Readers, we don't get serious here very often. (You're welcome.) But today we're getting serious.
We're getting serious today because we read this recently on WashingtonPost.com, and it left us seriously rankled:
Right about now you may be asking yourself, What does this have to do with running? The answer is: Nothing. But we are in the thick of this year's Tour, and it's my website, so there.
Anyway, as the Washington Post article says, some current and former pro cyclists are grousing that the Tour in general, and this year's route in particular, has too many long stages. A Dutch rider named Tom Dumoulin was seen feigning a yawn during Monday's stage, which ran 223.5 kilometers, or about 139 miles. That is certainly a long way to ride. Tuesday's stage, from Saumur to Limoges, is this year's longest—237.5 km, or about 148 miles.
Oh my God. Guys, that's so far!
Don't take my word for it. Just listen to some of the riders.
“I know a lot of guys don’t like the long stages," cyclist Tom Hansen said Tuesday. "It does get boring.”
The stages are boring? The ***ing stages are boring? You're boring.
And Jens Voigt, a retired pro cyclist who works as a commentator, worries that the kids today will roll their eyes and go watch, I dunno, cat videos if their screens don't stimulate them often enough:
“If nothing happens in the next five minutes, [young viewers] switch to something else, so it has to be shorter stages and more action. ... No stage should be longer than 200 kilometers and no mountain stage should be longer than 180 kilometers. That is long enough for everybody to sort it out.”
Maybe Tour stages are a bit overlong. But, guys, please. If you really want to sell this you need to come up with a more compelling argument.
Suggesting that the riders are bored, as Hansen does, is pathetic.
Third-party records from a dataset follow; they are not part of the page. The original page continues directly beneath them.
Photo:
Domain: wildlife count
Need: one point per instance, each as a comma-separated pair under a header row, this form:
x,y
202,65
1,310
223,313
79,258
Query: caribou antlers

Are these tough-as-nails elite athletes we're talking about, competing in the world's premiere endurance event? Or mopey teenagers dragged along on a family vacation?
Suggesting, as Voigt does, that we should tailor the Tour to make it more "digestible" for some alleged market of mouth-breathing, TiVo-watching smartphone addicts is flat-out appalling.
It's also needless.
Broadcasters and digital outlets already can, and do, edit Tour coverage to suit their audiences. Hardcore cycling geeks can watch all, or nearly all, of each stage, presumably including detailed elevation profiles, breathless commentary on urine sample delivery, and occasional close-ups of riders picking their noses or whatever it is they do during downtime. Casual viewers, defined as viewers who pronounce Tour de France to rhyme with Tour de Pants, can watch a 5-minute recap of each day's racing, meaning some aerial footage, a crash or two, a few drunk spectators debasing themselves, and the sprint finish. And maybe a shot of the riders zooming along behind a field of sunflowers.
They'll offer this range of coverage whether the "long" stages are 230 km or 180 km. The only thing that'll change, really, if the Tour gets whittled down is that it will get a little less epic.
This would be a sad thing.
It would be sad for all of us, because truly epic things are rare and getting rarer. Hundred-year-old traditions shouldn't be abandoned in some cynical, shortsighted chase for "eyeballs."
It would be sad for me, personally, too. Before I was a runner I was a cyclist. Every summer I watched the Tour with a reverence I hadn't felt before and haven't really felt since. I wasn't much good at racing, I learned, so mostly I rode 100-mile rides—centuries. Coincidentally, the longest I ever rode in a single day was 147 miles—one mile shy of the longest stage of this year's Tour.
It took me all damn day. It was hard. Can I imagine riding that far during a 21-day race around France, including some of the toughest climbs on the planet, in a pack of the world's fastest cyclists? Can I imagine riding that far while knowing that mountain stages and time trials lie ahead?
Of course I can't! That would be insane. Incomprehensible A superhuman challenge.
But that's what the Tour is supposed to be.